After about a hundred microts, Aeryn finally turned around and looked at her husband. Her expression was resigned, almost sad, but determined. "She does realize that she can't come with us, right? Her presence would trigger the very ripples you are trying to avoid."
John chuckled ruefully. "Yeah, I pointed that out to her. She got very huffy at first, until I explained why. Does that mean you agree we should try?"
She nodded. "It's part of what I was born and raised to do -- the part I chose to keep, that is. Protect the innocent, fight against aggressors, support the goal of peace. We had the power to end the Scarran War and save billions of lives eighteen years ago, and we did, even though the cost was high. You have the power to do the same here."
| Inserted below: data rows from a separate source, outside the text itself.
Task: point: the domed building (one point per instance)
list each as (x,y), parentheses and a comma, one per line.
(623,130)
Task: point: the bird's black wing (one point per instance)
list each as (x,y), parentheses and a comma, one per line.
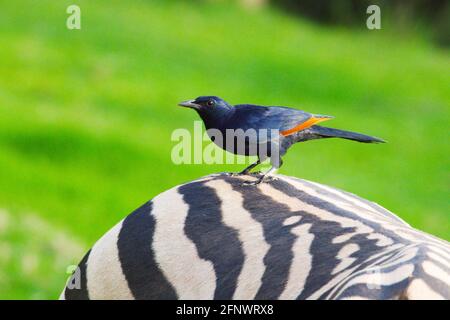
(279,118)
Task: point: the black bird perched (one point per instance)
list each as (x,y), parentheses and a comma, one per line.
(267,132)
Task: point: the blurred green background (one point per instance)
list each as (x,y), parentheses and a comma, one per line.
(86,115)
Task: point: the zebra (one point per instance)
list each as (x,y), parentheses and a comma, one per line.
(215,238)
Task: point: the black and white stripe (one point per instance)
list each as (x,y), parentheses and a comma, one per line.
(286,239)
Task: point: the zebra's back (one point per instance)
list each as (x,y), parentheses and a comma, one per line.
(214,238)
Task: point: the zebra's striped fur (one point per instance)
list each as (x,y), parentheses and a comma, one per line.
(214,238)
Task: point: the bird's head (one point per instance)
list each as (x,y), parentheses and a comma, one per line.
(211,109)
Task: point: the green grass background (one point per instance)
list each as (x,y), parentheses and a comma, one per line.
(86,115)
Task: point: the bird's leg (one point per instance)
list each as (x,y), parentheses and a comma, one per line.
(247,170)
(268,175)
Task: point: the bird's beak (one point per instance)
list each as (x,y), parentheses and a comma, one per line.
(189,104)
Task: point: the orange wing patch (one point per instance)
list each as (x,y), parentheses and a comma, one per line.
(304,125)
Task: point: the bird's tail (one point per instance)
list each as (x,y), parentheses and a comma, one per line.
(324,132)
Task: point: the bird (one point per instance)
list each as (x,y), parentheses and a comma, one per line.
(273,130)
"The Ancients won't like it."
"Frell the Ancients. They took away what they gave you, and you relearned it on your own. They have no authority over you now."
"Let's just hope they understand that."
"So what does Weasley want you to do, since she can't come along?"
"She says she'll come up with some magical ways to send the important information back with us, something that will convince these kids we've got to find that we aren't dangerous lunatics."
Aeryn smiled, eyes twinkling. "That would take some strong magic."
John Crichton growled playfully and tackled his wife back onto the bed, leaving both of them breathless and laughing.